If you had to pick one pitcher in the game today, who would be the most dominating to face?

What pitcher would strike you out the most often and give up the fewest hits and runs?

When you add ERA and WHIP, and then subtract the number of strikeouts per inning (Power Pitching), you can find who is the most dominant in the game.

!Bw1NVU!Bmk~$(KGrHqV,!icEv1+0GREyBMKz6rdGbw~~_35The lifetime leader in Power Pitching is Billy Wagner. This 5′ 10″ 180 lb left hander struck out an average of 11.9 batters per nine innings, or 1.324 batters per inning.
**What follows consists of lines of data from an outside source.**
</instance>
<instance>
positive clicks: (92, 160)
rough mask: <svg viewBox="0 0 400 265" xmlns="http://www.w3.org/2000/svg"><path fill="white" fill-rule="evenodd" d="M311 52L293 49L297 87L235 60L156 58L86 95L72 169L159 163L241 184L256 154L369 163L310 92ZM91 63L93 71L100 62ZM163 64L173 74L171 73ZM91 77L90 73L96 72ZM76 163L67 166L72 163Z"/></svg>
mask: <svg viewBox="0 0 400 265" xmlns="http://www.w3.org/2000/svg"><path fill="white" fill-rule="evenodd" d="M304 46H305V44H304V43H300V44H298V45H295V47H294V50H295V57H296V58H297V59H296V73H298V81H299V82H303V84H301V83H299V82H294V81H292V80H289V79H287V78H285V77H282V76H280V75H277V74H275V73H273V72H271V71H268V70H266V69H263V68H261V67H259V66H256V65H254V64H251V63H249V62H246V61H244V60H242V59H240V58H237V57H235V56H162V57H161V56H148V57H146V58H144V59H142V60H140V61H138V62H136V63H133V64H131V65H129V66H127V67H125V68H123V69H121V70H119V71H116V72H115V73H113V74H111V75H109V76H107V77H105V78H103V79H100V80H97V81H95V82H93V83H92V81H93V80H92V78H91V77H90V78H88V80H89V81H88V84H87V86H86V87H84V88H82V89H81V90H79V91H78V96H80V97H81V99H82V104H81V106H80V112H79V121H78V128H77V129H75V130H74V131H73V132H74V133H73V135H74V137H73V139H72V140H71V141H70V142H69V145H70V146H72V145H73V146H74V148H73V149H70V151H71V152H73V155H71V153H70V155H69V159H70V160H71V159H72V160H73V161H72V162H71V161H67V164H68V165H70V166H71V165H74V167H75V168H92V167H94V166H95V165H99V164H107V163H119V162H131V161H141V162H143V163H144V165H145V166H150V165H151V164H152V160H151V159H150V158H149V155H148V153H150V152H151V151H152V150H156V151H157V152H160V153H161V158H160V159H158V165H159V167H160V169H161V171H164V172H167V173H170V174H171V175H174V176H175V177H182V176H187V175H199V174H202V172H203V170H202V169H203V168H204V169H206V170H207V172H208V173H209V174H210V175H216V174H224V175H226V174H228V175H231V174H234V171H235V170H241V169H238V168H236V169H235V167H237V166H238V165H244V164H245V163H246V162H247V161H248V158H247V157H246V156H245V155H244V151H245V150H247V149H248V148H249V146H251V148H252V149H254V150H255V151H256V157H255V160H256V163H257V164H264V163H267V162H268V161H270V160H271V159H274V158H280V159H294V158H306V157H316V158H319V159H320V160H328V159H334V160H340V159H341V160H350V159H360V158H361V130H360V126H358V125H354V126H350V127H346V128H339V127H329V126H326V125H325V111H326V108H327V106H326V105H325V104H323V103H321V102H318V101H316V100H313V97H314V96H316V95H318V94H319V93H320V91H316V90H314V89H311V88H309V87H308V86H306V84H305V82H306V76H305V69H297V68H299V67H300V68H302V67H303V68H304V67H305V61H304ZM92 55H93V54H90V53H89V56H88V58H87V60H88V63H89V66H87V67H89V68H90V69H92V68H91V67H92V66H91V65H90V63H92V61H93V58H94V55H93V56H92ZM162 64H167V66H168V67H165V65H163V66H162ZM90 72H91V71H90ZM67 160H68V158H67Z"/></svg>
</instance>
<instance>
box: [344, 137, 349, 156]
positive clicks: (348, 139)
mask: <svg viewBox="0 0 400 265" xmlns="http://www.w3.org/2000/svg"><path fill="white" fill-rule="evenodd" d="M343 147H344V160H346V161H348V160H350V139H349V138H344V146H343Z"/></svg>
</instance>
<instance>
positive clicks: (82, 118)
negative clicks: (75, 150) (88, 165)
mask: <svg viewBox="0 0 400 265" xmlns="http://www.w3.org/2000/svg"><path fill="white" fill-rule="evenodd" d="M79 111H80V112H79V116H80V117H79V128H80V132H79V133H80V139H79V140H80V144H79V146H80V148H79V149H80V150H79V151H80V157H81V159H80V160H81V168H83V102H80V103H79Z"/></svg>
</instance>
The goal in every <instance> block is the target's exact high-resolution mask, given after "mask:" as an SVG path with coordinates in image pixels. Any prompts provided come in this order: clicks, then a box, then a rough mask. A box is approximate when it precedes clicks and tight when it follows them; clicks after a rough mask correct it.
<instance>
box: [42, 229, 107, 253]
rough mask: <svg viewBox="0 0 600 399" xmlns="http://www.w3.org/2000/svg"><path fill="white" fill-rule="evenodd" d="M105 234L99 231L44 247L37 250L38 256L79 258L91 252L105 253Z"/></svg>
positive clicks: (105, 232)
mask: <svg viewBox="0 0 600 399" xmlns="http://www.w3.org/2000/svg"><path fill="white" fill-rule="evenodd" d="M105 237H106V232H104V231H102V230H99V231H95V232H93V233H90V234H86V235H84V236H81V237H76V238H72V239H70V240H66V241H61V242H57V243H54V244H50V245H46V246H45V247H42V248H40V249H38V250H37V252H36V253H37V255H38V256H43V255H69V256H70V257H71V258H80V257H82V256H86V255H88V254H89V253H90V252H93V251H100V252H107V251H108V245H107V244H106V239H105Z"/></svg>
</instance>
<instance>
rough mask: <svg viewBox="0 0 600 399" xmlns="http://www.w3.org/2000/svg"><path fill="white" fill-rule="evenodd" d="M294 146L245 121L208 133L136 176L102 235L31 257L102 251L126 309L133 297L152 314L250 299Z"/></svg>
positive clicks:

Subtract his K/inning from his lifetime ERA (2.310) plus his lifetime WHIP (0.998), and it gives Wagner the lowest Power Pitching (PP) number in history, 1.984.

The lifetime Power Pitching list was published here, one of the first stories I wrote in 2011 for 60ft6in.

Nobody in the history of baseball ever struck out more than half the batters they faced in a single season until Craig Kimbrel faced 231 batters and struck out 116 last year.

To put that in prospective, Justin Verlander led baseball with 239 strikeouts in 2012. He needed to face 956 batters to reach that number.

In the history of baseball the highest number of strikeouts per nine innings is 12.2 by Rob Dibblefollowed by Billy Wagner at 11.9.

In 160 lifetime innings, Craig Kimbrel is averaging 15.9 strikeouts per nine innings.

In 2012 Kimbrel averaged 16.7 strikeouts per nine innings, equal to 1.765 strikeouts per inning. He had a WHIP of 0.654 and an ERA of 1.01. That meant that he had a negative (-0.11) PP number for the season.

Kimbrel has a lifetime ERA of 1.46 and lifetime WHIP of 0.911. His lifetime PP number is 0.606.

Lifetime Power Pitching leaders:

  1. Craig Kimbrel                0.606
  2. Billy Wagner                   1.984
  3. Jonathan Papelbon    2.159
  4. Mariano Rivera            2.190


Yes, it’s very early in Kimbrel’s career, but nobody that ever pitched in the game has put up this type of Power Pitching numbers at any time.

Craig Kimbrel was the 96th pick in the draft class of 2008. In less than five years, this 5’11” 205 lb 24-year-old righthander from Wallace State Community College in Hanceville, AL has turned into the greatest Power Pitcher in the history of the game.